Subo las escaleras de madera y me recibe el amable maître y el que será mi camarero y nuevo amigo en la ciudad. Lo bueno de Amsterdam es que todo el mundo, emigrante o emigrado, tiene tiempo para compartir experiencias, hablar y mirar a los ojos.

Desde mi mesa, al lado del radiador, puedo ver el restaurante al completo. Elegante, delicioso y atractivo. A mi costado, bajo mi ventana, las calles del arco y las flechas flanquean el edificio. Aquí, los protectores de la ciudad practicaban su tiro para perfeccionarlo en las batallas y orgullosos, sacan pecho en el enorme lienzo que corona la estancia.

El restaurante, a la espalda de la plaza Spui, tiene un diseño cuidado, de calidad, donde los cuadros aparte de tener el toque clásico que determina la época de los protectores de la ciudad, también tiene cuadros que representan esa época de forma actual y en movimiento.

Para el menú de esta noche empezamos con un cóctel Martini-Vodka para la señorita y un entrante de queso holandés con hierbas. Después 4 platos diferentes maridados con cuatro vinos diferentes me esperan en este Menú Sorpresa.
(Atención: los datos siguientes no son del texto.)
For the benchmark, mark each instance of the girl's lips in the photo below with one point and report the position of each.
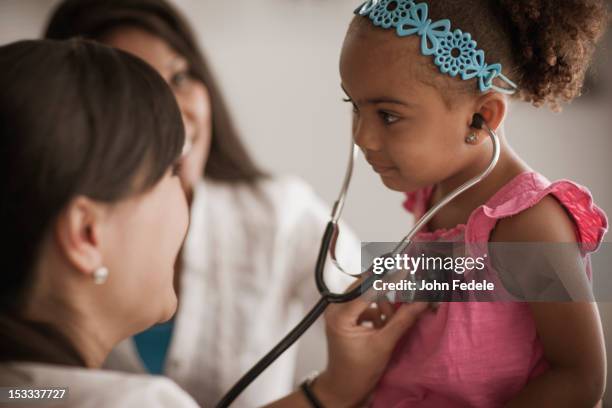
(381, 168)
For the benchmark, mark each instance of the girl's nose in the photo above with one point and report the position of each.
(365, 136)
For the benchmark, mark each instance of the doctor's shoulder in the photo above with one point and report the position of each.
(279, 200)
(97, 388)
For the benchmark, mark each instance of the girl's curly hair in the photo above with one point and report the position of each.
(545, 46)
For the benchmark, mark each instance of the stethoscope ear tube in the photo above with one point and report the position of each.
(330, 234)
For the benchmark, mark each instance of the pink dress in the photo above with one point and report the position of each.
(480, 354)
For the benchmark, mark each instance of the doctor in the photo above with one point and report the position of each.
(245, 272)
(95, 215)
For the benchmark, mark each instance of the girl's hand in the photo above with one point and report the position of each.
(358, 354)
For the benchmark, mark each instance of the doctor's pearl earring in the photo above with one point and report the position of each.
(100, 275)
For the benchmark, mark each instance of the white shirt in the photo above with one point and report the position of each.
(88, 388)
(248, 278)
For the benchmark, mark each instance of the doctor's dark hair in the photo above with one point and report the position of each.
(76, 119)
(228, 159)
(545, 46)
Comienzo con una flor de coliflor con queso holandés y una croqueta de crema de queso, para picotear mantequilla salada y pan.
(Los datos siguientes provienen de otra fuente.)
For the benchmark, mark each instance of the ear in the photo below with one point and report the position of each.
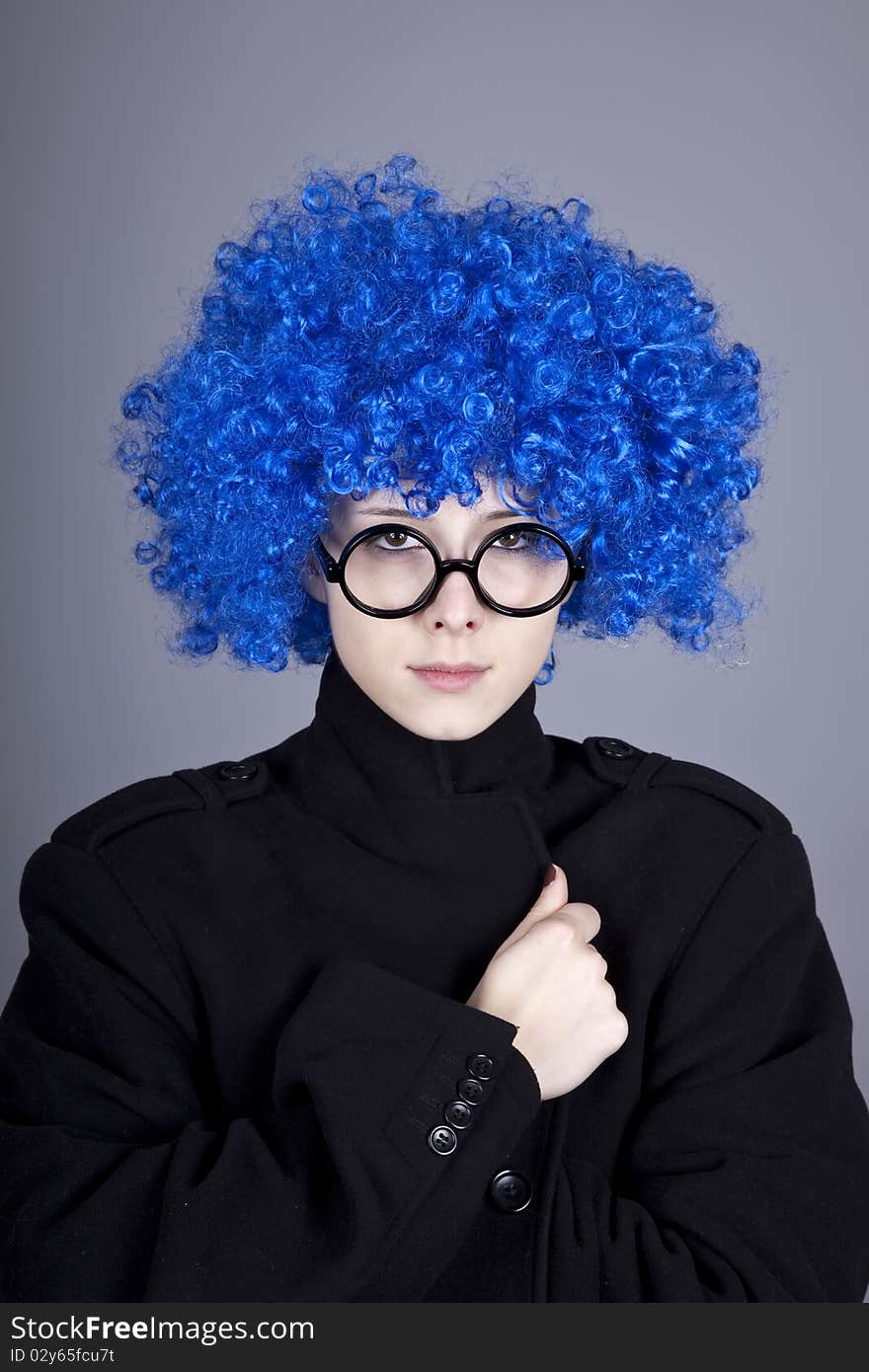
(310, 575)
Empezamos con un cod fish crudo con emulsión de verduras y gambas, en juego dulce y salado con vino blanco de Holanda, para beber, cuyo sabor es seco y muy agradable, con un ligero toque a melocotón muy interesante.

Pinot noir a mi elección, (soy una enamorada de estas notas…) con pescado blanco sobre salsa de mostaza, con tubérculo blanco y hojas de tubérculo blanco del arco, toque de algas y servido muy, pero que muy caliente. La mezcla de sabores, texturas e ingredientes con ese especial dulce, salado, agrio en un solo plato es simplemente, delicioso.
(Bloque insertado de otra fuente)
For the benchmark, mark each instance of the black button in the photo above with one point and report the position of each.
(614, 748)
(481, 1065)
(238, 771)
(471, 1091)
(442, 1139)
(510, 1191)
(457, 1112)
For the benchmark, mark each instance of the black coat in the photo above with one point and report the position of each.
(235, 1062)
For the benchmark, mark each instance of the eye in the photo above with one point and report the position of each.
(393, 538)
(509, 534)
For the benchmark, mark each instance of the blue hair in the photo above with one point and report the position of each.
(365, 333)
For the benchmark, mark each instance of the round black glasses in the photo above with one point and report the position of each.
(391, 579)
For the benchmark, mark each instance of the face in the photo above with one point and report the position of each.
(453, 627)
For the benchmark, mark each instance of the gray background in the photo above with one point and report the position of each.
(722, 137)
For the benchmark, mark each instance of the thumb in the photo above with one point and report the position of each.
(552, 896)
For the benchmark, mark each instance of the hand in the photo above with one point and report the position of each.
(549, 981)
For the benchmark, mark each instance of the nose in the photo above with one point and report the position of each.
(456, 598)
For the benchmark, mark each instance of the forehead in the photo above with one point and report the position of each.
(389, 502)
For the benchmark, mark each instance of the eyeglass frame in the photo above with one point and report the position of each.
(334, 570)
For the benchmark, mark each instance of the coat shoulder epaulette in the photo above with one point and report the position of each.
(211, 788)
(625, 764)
El plato principal es beef con carrot red, patata and onion. Una cebolla con el interior en queso fundido y crema de cebolla, pure de cebolla y cebolla salteada y troceada.

No hemos terminado.

Llega el Bookthornberry cream con white choco, almendras, zanahoria salada y dulce y calabaza con vino dulce de Venecia con un ligero toque de melocotón. Un postre muy invernal de sabor salado por sus vegetales, endulzado por el chocolate blanco y contundente gracias a su almendra caramelizada. Imprescindible el toque de merengue de jengibre como detalle.

Pero hay más, terminamos con el helado oranjebitter tradicional y un licor de liquen digestivo.

El servicio es maravilloso, te hace sentir en casa a pesar de los kiómetros, es atento, rápido y amable. Ven a cenar con calma. Tres horas sólo para ti, para tu paladar, para disfrutar de todo masticando despacito disfrutando el sabor.

Una comida completa, deliciosa y de alto nivel. ¡Venirsus!

¿Un secreto?

El precio de los cuatro platos es de 42,50 euros, más el maridajes del vino con cada plato por 23,50 euros. ¿Cenamos?

Otro día que me voy a dormir a mi camita King Size con una sonrisa en la cara y la sensación de la plenitud recorriendo mi cuerpo.